Since both of these are informational rather than standards track, is it a safe bet to operate as these two describe when there are potential known bad side-effects? The Deployment considerations section of RFC6987 states that inconsistent results could be seen in a mixed environment (though it also incorrectly states that routing loops cannot occur.) Do we know how many OSPF implementations default to operating in RFC2328 vs RFC6987?

I don't know.

I don't mind going to 'relaxed', though I can imagine it is useful to have both:

- "Don't route toward that router for transit at all"

and

- "Don't route toward that router, if possible"
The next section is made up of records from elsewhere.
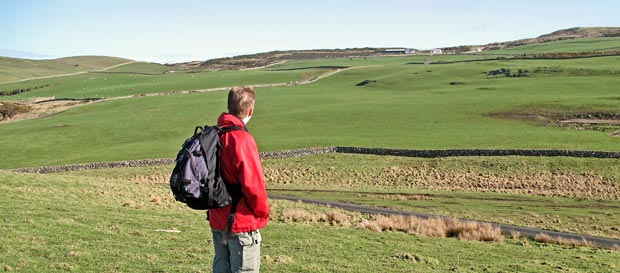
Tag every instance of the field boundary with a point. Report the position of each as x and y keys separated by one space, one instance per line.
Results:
x=283 y=154
x=505 y=228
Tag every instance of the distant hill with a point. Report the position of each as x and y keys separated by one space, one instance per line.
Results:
x=565 y=34
x=268 y=58
x=14 y=69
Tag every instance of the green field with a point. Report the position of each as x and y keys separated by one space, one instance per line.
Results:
x=108 y=220
x=98 y=222
x=20 y=69
x=574 y=45
x=439 y=106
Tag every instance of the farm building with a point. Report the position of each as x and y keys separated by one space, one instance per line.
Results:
x=399 y=51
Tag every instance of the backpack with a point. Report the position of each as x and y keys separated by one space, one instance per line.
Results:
x=196 y=179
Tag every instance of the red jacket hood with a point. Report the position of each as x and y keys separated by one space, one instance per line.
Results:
x=240 y=164
x=226 y=120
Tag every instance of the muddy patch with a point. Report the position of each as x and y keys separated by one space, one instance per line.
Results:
x=588 y=120
x=42 y=107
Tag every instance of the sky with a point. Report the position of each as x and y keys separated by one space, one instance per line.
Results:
x=194 y=30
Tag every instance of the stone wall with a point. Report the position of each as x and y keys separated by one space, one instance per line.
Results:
x=333 y=149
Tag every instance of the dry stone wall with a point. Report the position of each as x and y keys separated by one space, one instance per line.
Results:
x=336 y=149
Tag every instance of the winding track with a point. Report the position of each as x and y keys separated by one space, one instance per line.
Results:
x=526 y=231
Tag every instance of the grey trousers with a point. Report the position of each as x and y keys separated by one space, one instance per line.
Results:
x=241 y=254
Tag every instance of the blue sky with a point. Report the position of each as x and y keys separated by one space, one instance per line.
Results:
x=183 y=30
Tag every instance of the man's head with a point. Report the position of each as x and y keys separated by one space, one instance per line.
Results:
x=241 y=101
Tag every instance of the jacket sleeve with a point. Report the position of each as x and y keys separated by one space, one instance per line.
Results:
x=250 y=173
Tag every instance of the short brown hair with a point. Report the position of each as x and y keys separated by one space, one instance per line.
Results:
x=240 y=100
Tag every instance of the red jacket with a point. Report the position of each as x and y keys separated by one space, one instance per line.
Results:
x=240 y=163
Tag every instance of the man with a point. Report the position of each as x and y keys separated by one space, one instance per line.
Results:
x=240 y=165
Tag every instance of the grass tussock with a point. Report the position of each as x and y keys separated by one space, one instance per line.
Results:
x=435 y=227
x=547 y=239
x=299 y=215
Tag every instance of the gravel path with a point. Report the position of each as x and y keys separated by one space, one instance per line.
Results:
x=525 y=231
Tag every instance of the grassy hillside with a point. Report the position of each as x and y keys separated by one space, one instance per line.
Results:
x=563 y=46
x=13 y=69
x=83 y=222
x=414 y=106
x=141 y=67
x=107 y=85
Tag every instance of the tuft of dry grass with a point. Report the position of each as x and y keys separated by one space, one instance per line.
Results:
x=435 y=227
x=547 y=239
x=515 y=235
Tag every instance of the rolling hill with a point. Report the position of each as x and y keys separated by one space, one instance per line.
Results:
x=14 y=69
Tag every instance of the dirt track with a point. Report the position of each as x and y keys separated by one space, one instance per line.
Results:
x=525 y=231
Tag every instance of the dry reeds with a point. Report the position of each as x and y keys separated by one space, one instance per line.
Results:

E.g., for graceful-shutdown, the former is useful. You can set max-metric, and all through-traffic should quickly disappear. You can keep OSPF up (adjacencies up, etc). If anything breaks, you can also quickly reverse it.

With the latter, stuff you didn't realise was going to break, will keep working. Only when OSPF is truly down will you find out what breaks - by which point your box may be shutting down.
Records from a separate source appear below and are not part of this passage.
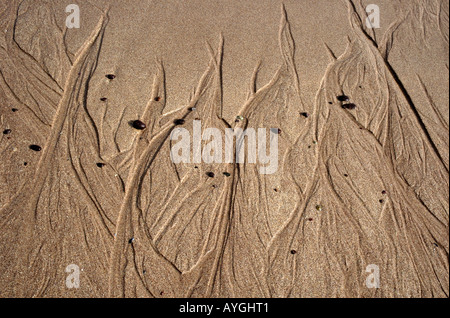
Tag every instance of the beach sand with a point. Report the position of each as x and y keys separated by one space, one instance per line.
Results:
x=358 y=206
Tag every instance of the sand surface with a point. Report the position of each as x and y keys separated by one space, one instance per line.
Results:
x=354 y=188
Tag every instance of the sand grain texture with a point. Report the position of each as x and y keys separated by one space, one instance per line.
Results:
x=354 y=187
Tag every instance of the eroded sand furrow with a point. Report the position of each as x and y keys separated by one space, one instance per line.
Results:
x=354 y=187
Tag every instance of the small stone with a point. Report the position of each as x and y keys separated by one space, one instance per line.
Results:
x=179 y=122
x=343 y=98
x=35 y=148
x=139 y=125
x=349 y=106
x=306 y=115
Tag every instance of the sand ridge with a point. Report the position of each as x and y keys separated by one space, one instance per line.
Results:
x=355 y=186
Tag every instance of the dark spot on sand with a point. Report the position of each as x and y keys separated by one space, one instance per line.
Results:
x=179 y=122
x=349 y=106
x=343 y=98
x=304 y=114
x=139 y=125
x=35 y=148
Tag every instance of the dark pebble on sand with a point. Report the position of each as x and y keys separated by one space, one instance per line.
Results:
x=349 y=106
x=35 y=148
x=343 y=98
x=139 y=125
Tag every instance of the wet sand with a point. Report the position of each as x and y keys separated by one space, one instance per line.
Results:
x=362 y=121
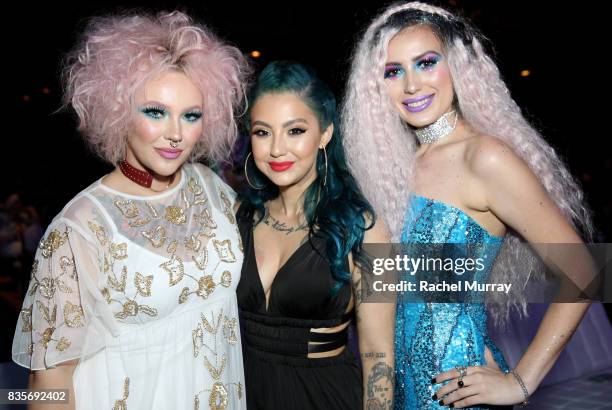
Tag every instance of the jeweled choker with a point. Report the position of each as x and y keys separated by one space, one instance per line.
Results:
x=436 y=131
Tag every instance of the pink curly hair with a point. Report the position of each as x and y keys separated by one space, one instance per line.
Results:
x=120 y=53
x=373 y=129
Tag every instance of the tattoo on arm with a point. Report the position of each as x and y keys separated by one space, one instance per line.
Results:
x=374 y=355
x=379 y=387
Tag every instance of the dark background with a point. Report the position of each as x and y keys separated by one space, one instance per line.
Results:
x=566 y=96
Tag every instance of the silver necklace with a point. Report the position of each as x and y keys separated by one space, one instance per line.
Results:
x=436 y=131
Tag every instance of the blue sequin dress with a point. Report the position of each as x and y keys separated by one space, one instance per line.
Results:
x=434 y=337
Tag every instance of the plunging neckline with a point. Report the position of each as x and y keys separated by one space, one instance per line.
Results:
x=278 y=272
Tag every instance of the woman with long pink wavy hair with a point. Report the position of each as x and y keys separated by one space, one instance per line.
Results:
x=132 y=298
x=445 y=156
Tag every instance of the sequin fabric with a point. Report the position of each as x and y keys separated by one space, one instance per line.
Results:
x=435 y=337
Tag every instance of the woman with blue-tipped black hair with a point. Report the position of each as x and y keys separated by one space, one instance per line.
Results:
x=303 y=222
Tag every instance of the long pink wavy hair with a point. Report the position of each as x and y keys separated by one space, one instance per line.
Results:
x=118 y=54
x=381 y=147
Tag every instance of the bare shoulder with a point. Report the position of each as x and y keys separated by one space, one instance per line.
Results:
x=486 y=155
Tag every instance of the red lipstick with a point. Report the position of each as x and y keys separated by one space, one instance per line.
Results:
x=281 y=166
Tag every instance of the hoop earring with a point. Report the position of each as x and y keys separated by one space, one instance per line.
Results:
x=325 y=176
x=246 y=174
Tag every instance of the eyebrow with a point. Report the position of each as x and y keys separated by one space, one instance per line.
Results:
x=286 y=124
x=417 y=58
x=157 y=103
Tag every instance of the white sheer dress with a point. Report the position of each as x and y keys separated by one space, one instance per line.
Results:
x=142 y=292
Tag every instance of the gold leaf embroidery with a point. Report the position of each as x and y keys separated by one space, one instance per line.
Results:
x=175 y=268
x=68 y=267
x=63 y=344
x=119 y=286
x=218 y=397
x=157 y=236
x=135 y=223
x=121 y=404
x=99 y=231
x=61 y=285
x=193 y=243
x=143 y=284
x=201 y=260
x=205 y=220
x=197 y=336
x=240 y=247
x=50 y=318
x=227 y=208
x=206 y=286
x=127 y=208
x=34 y=286
x=47 y=336
x=184 y=295
x=152 y=211
x=224 y=250
x=52 y=242
x=214 y=372
x=47 y=288
x=26 y=317
x=119 y=251
x=226 y=279
x=172 y=247
x=175 y=215
x=194 y=187
x=208 y=327
x=73 y=315
x=106 y=295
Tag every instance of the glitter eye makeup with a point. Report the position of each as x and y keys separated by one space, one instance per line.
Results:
x=393 y=71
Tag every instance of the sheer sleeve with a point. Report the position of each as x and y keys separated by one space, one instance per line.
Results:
x=52 y=325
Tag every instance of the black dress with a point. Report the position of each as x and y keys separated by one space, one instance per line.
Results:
x=278 y=372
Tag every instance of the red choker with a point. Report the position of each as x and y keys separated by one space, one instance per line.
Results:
x=142 y=178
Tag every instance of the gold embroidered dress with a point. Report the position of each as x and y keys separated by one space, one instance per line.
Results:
x=141 y=290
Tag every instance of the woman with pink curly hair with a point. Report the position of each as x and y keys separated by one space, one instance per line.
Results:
x=445 y=156
x=132 y=299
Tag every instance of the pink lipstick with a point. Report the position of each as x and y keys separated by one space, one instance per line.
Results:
x=418 y=104
x=169 y=153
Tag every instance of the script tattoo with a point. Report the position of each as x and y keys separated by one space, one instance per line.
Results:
x=380 y=385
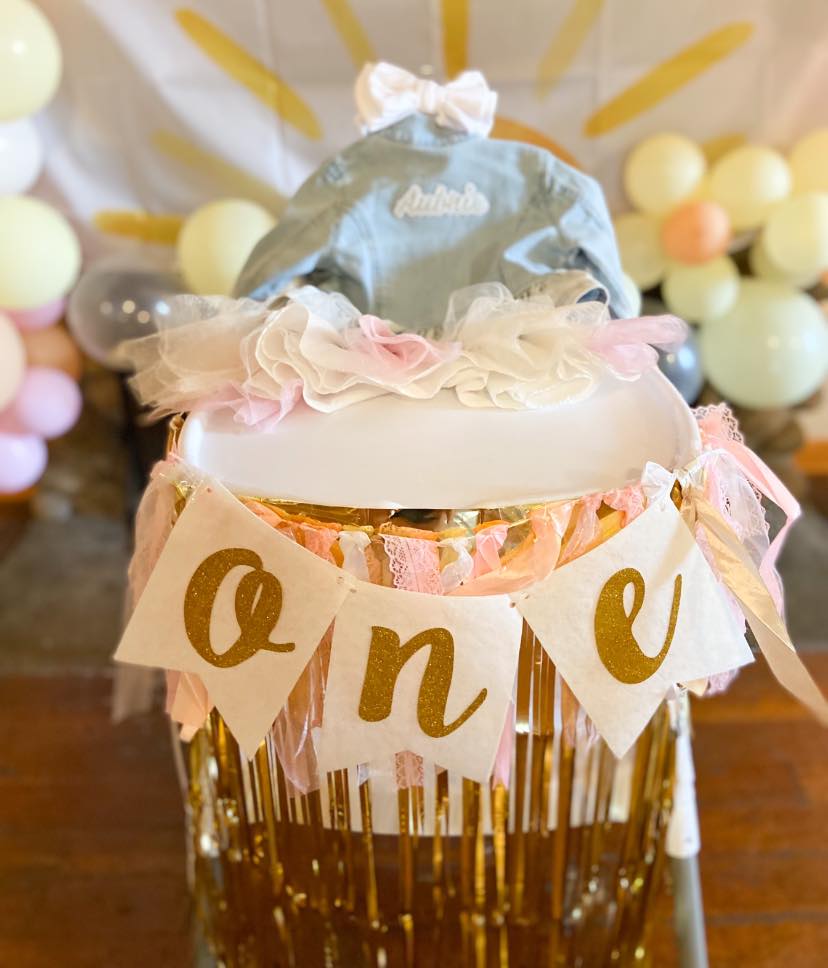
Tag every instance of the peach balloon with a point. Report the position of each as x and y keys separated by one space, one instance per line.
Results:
x=696 y=232
x=53 y=347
For me, I prefer the former - I want to know about the breakage before I /really/ take the router down. I didn't realise there were people who prefer the latter.

If it were down to me, I would have the 2nd way be more of a "add X to /all/ link-costs" TE type command, that feels conceptually more correct. Though, presumably other implementations default to that for the "stub-router" support..

Anyawy... Hmm.

regards,
--
Paul Jakma      p...@jakma.org  @pjakma Key ID: 64A2FF6A
Fortune:
An optimist is a guy that has never had much experience.